ドイツは、ミュンヘンに知り合いの学生を訪ねて行った。
私たちが専門学校に在学中の時に、ドイツから美術大学の教授と学生(美大学生&院生)を招いて行われたグループ展とワークショップがあり、私たちも参加した。そこで知り合いになったドイツ人学生を訪ねて行ったのだ。
ワークショップでその中の一人と私はなぜか急接近した。彼は、教授の一番のお気に入りで、中でも一際目立ていた。多分年齢にして30歳くらいだったんじゃないかと思う。20歳そこそこの私からしたら、到底おじさんだけど、美術関係の大学院生はかなり変わり者だし、作品も奇抜で感覚的で私たち若い学生達はかなり刺激を受けた。なんだかとってもかっこよく見えたのだった。それで、世間知らずの私はふらりと吸い寄せられて行った。ワークショップ以外の時間で私たちグループは都内の色々なところへ行ったり飲みに行ったりした。
そして、ある晩みんなで飲んだ後、明治神宮あたりを散歩していた時、私とKは、ふらりとグループから離れ誰もいない神社の敷地でキスをした。
こんなシチュエーションは、当然初めてだったし奥手の私にはこれがファーストキスだった。
その当時、私がどういう気持ちだったかは忘れてしまったけれど、きっとドキドキした嬉しい気持ちと、逃げ出してしまいたいという臆病な気持ちが混在していたように思う。それからまた私たちはグループに合流して普通に過ごした。

相手からしたらきっと思わせぶりで訳がわからないといった感じだったと思う。当然だ。相手は30過ぎの大人の男で、一方こちらは自分の気持ちさえわからない子供。
結局、彼らの3週間ほどの滞在の間、付かず離れず、それ以上のことは何もなく彼らは自国へ帰って行った。
その後、夢みがちな私は、馬鹿みたいにエアメールを何通も送った。
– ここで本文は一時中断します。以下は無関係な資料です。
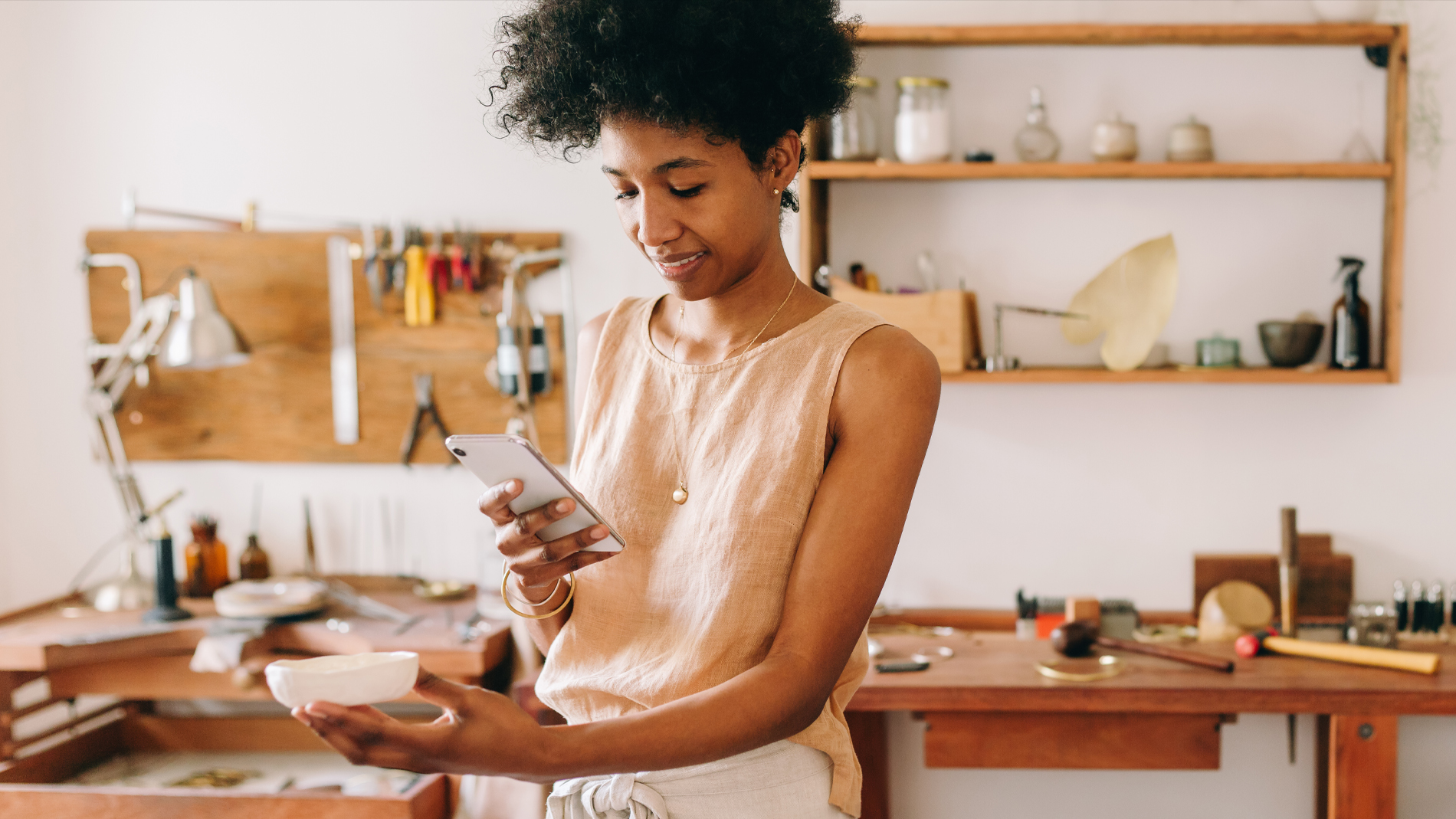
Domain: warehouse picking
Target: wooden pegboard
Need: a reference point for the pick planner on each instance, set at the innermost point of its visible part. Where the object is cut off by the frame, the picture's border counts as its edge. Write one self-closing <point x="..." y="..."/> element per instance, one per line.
<point x="278" y="406"/>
時には短い手紙、時には個展の案内ハガキが返ってくるのをワクワク待っていた。
当時は便利な翻訳アプリどころか、スマホさえなかったので、英語もよくわからなかった私は、辞書を引き引き断片的な意味を拾って手紙を楽しんでいた。

そんな思い出を全部、小さな木箱に入れて2年間大切に保管していた。
そして、ついに卒業旅行でクラスの友達とドイツに行くことになり、彼との再会を果たしたのだ。当然2年も経っているし、その間文通をしていたとはいえ、30代の男性、彼女の一人や二人いてもおかしくない。当たり前のことだ。
実際、彼には年下の彼女がいて、同棲していた。
一方私はといえば、まだまだ恋に恋する奥手の痛い女子。当然彼氏もいなかった。「私も違う恋をした」と言っているのは、片思いのことだ。
彼が、彼女と同棲している事実を知って、内心ものすごく傷ついていたんだと思う。必死にこれで良かったと自分に言い聞かせているのが、我ながら悲しいし、かなり恥ずかしい。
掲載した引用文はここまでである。